Pasaron tres meses desde los paseos por el
fondo de la casa de mis viejos entre los rosales y los jazmines. En este tiempo,
las manos dejaron de transpirar, bajé por Barrios Amorín hasta el
velatorio de una modesta porción de infancia, batallé, me
reconcilié, vi a Don Draper alejarse en un Cadillac del tamaño de un sueño. Recordé que dejé de fumar, que
fue un logro. Que no sé cómo hice y creo que la gente que me conoce
tampoco sabe cómo hice. Extraño al cigarro cuando lloro, y abril
mucho no colaboró. Yo tampoco. Salí de noche, me emborraché
algunas. Conocí dos personas de otro país que armaban preciosos
tabaquitos en una mesa del Manchester. Respondí que dejé y al rato
pregunté de dónde era la solanácea, que tenía un olor dulzón
irresistible. Es Cerrito, me contestó la oriunda de Gijón. De
verdad lo extraño, pensé.
El día en que decidí dejar de fumar,
fui a la farmacia y compré parches de nicotina. Sentí que debía
pertrecharme, como quien construye un refugio de tornados o misiles.
Eran diez y salían lo bastante caros como para evaluar si con eso no
pagaba el teléfono. No usé ni uno.
Es como una de esas fotos de casamientos en las que siempre aparecés con un cigarro
en la mano. Todos parecen reparar en eso, menos vos, porque es tu
cigarro y no se tira entero para los flashes. Mis parcelas de memoria son como esas fotos. Siempre hay un cigarro en ellas. Así
que dejar de fumar terminó siendo una cuestión de desintoxicación,
de voluntad, de paciencia, y configuración. Es otra
Carolina la que no fuma. Una versión mejorada que no conozco mucho y
no sé si me caben sus mañas. Pienso en los puchos emblemáticos:
cuando vi ese fucking 8 en matemática de 5° reglamentada y me
convertí en bachiller. Compré un vino en Los Domínguez que venía
en lata para hacerme la experiente y me patiné el sueldo de esa
semana. Llegué exultante y puse la botella arriba de la mesa de la
cocina: má, terminé el liceo. De tarde me fui a laburar y me fumé
un cigarro mirando el tragaluz de la trastienda con inefable
felicidad.
Ahora en
los cumpleaños me quedo con los que no fuman, mientras mis ex correligionarios hielan sus manos en
algún balcón y regresan con su olor a pasado reciente y su ropa
trae partículas de frío a los livings y los comedores. Me sigue
gustando, como si contemplara un recuerdo que nunca será tirano.

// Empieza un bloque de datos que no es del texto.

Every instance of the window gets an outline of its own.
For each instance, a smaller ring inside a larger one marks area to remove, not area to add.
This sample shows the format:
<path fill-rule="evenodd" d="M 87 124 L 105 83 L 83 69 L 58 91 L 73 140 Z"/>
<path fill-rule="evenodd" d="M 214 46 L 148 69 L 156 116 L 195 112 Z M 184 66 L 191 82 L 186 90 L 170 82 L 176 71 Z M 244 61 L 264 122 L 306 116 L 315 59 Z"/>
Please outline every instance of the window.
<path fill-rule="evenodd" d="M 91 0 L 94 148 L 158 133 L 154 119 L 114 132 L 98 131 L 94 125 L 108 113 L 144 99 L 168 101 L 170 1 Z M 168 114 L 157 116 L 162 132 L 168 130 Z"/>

Apoyadas contra un ropero desvencijado
estamos Mariana, Ximena y yo. Probablemente antes o después de
nuestras expediciones al zoológico para fumar a escondidas que conté
en aquella primera entrega. El pelo no me llega a los hombros, y el
nevada era compartido o racionado, por usar un término técnico. Me
acuerdo de todos esos cigarros con ellas; con mi hermana mientras la
ayudaba a elegir las canciones del programa de radio y le robaba
pitadas cuando dormía el cigarro en el cenicero; con la rubia al
lado de la estufa reconstruyendo el mundo suspendido. Me acuerdo de los cigarritos con el Gonza, que no fuma y es asmático pero nunca me exilió en el jardín, de la ventana del baño de mi antigua casa y del
Poett Bosque de Bambú a mansalva después de los puchos clandestinos.
Todo eso sobrevive, sin cigarros. Como
una postal a la que le recortaron un pedacito. Aún siguen
fabricando esa fragancia en aerosol por si me quiero perder en algún bosque y tengo un paquetito entero de parches de nicotina
para regalar a quien lo esté precisando.